We would notify your insurance company, but it appears that all of your wing insurance is all quite old. The Kyle Korver policy is still active, but it doesn’t provide full coverage. The Iman Shumpert requires high premiums, but it’s only liability. The Deron Williams policy has been recalled by multiple organizations the past few years. And the James Jones expired years ago. We suggest that next time you exchange information with your colleagues, and see if you can do online transition defense school to erase this from your record.

Sincerely yours, NBA Referee Hotline

Kevin Love vs. Kevin Durant

Dear Mr. Love,

We saw your appeal of this play, claiming Kevin Durant should have been called for a double dribble in the backcourt. Our judgment is that Mr. Durant did not dribble with his first touch; he was merely gathering the ball after his impressive and soul-crushing block of your shot attempt. The ball was still out of control, probably due to the puddle of flop sweat underneath your body. Mr. Durant had no choice but to secure the ball with two hands, given the likely coating of tears, snot, hopes, dreams, and self-respect that you left behind when the block happened.

Mr. Love, we understand you crying after such a play, but what we don’t understand is crying to the referees. As Mr. Durant presumably said as he sent your shot back, “Get that weak stuff out of here!”

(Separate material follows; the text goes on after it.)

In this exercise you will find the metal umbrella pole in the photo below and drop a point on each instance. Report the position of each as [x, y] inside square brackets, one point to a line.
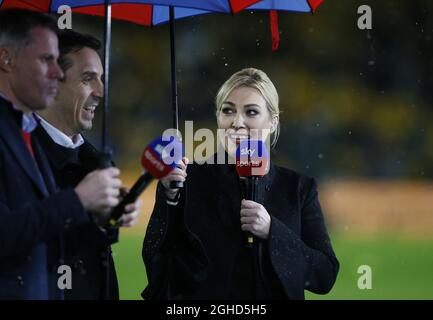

Sincerely yours, NBA Referee Hotline

LeBron James vs. The Warriors Defense


Yes, LeBron. We've heard your complaints.  Kyle Terada-USA TODAY Sports

Dear Mr. James,

Thanks for your itemized list of the 28 different times that you were fouled on drives to the basket. There is indeed a lot of physical contact in the lane, from bumps to elbows to wrist slaps to wet willies to Indian burns to dead legs. And the referees have indeed had a “let them play” attitude we haven’t seen since the Bad News Bears broke training. But the problem is, if the referees started following the rules as strictly as you’re asking, we’d also have to do something you’d hate: start calling traveling.

Sincerely yours, NBA Referee Hotline

P.S. If you’ve noticed some muscle soreness after your fall , we recommend yoga classes and switching onto Zaza Pachulia.